When I was interviewing for positions, I was lucky enough to score an on-site interview with a little start-up. During my conversations, it was beginning to become very clear as to what working at a super-tiny company would mean: lower salaries, less-than-fantastic benefits, but the chance to make a lot of money (yeah, right) and a World War II belly gunner's shot at making it all the way to Phase I without losing your job.*
It was all brought home to me when I asked about their instrumentation capabilities. Do you have a NMR? No, we use a courier service for one of the commercial NMR sites with a 12 hour turnaround. Do you have a LC/MS? No, we don't. (Seriously, a well-run, working LC/MS is worth every penny.) But, [CJ], "TLC is a very powerful technique." You know what? My interlocutor was probably right. That being said, I'd rather have an on-site NMR than not.

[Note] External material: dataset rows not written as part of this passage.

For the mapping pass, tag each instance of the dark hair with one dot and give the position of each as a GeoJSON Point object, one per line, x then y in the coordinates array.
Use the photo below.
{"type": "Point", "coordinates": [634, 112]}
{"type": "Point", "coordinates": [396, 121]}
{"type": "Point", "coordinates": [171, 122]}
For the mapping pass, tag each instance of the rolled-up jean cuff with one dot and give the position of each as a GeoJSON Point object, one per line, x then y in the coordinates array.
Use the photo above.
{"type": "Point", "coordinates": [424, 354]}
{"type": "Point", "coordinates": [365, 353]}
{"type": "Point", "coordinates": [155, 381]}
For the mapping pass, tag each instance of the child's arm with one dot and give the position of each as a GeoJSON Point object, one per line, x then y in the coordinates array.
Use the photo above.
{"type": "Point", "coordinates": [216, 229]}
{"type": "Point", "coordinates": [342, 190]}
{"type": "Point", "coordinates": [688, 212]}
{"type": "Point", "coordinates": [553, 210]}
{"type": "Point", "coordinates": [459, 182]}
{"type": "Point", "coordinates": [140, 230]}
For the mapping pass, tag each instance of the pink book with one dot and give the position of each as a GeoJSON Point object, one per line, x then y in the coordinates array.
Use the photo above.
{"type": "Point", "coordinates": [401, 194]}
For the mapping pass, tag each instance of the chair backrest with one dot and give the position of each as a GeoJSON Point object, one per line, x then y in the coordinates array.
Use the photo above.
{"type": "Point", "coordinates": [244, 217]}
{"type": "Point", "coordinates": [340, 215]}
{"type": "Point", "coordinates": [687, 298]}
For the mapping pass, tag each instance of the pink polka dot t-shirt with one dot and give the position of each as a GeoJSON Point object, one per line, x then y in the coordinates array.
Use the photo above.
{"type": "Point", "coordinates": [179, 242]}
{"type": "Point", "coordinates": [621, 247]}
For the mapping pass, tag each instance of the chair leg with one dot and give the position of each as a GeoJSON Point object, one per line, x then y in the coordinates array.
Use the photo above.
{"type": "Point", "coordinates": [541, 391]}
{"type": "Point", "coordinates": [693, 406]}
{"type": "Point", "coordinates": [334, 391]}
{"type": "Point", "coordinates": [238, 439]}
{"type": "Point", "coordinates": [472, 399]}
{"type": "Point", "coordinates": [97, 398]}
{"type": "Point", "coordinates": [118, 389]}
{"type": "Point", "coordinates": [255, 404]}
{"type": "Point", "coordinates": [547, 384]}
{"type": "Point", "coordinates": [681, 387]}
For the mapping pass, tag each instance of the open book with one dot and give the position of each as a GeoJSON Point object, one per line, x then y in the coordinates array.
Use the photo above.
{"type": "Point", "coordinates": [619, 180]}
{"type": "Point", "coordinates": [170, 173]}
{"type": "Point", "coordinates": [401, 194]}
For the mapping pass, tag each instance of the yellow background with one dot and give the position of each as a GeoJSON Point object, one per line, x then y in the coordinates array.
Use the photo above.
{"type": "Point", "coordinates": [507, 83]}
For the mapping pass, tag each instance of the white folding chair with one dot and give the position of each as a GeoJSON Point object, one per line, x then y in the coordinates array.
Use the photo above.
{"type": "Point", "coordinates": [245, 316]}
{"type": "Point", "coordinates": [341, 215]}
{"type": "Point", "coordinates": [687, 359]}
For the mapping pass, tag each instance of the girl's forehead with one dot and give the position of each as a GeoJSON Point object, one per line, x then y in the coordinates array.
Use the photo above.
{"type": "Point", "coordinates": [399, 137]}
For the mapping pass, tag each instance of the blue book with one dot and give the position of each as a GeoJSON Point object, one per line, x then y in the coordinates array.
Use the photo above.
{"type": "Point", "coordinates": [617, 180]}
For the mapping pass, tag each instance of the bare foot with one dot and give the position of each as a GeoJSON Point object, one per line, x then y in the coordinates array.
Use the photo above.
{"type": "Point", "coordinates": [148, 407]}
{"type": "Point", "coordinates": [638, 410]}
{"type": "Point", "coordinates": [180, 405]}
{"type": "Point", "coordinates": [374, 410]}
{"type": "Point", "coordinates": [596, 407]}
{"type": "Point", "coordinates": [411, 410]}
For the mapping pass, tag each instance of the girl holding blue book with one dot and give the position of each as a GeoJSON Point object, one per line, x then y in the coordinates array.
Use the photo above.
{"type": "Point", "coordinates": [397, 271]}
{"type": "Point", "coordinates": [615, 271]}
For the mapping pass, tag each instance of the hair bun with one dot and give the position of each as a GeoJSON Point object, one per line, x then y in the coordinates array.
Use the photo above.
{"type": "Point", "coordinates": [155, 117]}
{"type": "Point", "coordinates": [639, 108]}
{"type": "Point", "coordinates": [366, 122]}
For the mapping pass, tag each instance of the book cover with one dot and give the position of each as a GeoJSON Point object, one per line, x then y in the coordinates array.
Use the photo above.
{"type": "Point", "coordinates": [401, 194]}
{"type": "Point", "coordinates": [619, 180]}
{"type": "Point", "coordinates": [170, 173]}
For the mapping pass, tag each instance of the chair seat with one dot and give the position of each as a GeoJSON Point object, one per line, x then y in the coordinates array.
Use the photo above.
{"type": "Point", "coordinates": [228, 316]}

It seems like every start-up has a story like that. "Why, it used to be just us two and this garage", and that sort of thing. But it reminds a person about the humble beginnings of most of the large companies that we hope to work for, and the conditions and the courage it takes to work there, in the beginning.
*I hasten to note the benefits of working at a small company: independence, a lack of bureaucracy and extreme organizational flexibility. And sometimes, free Diet Coke and peanut butter and honey sandwiches.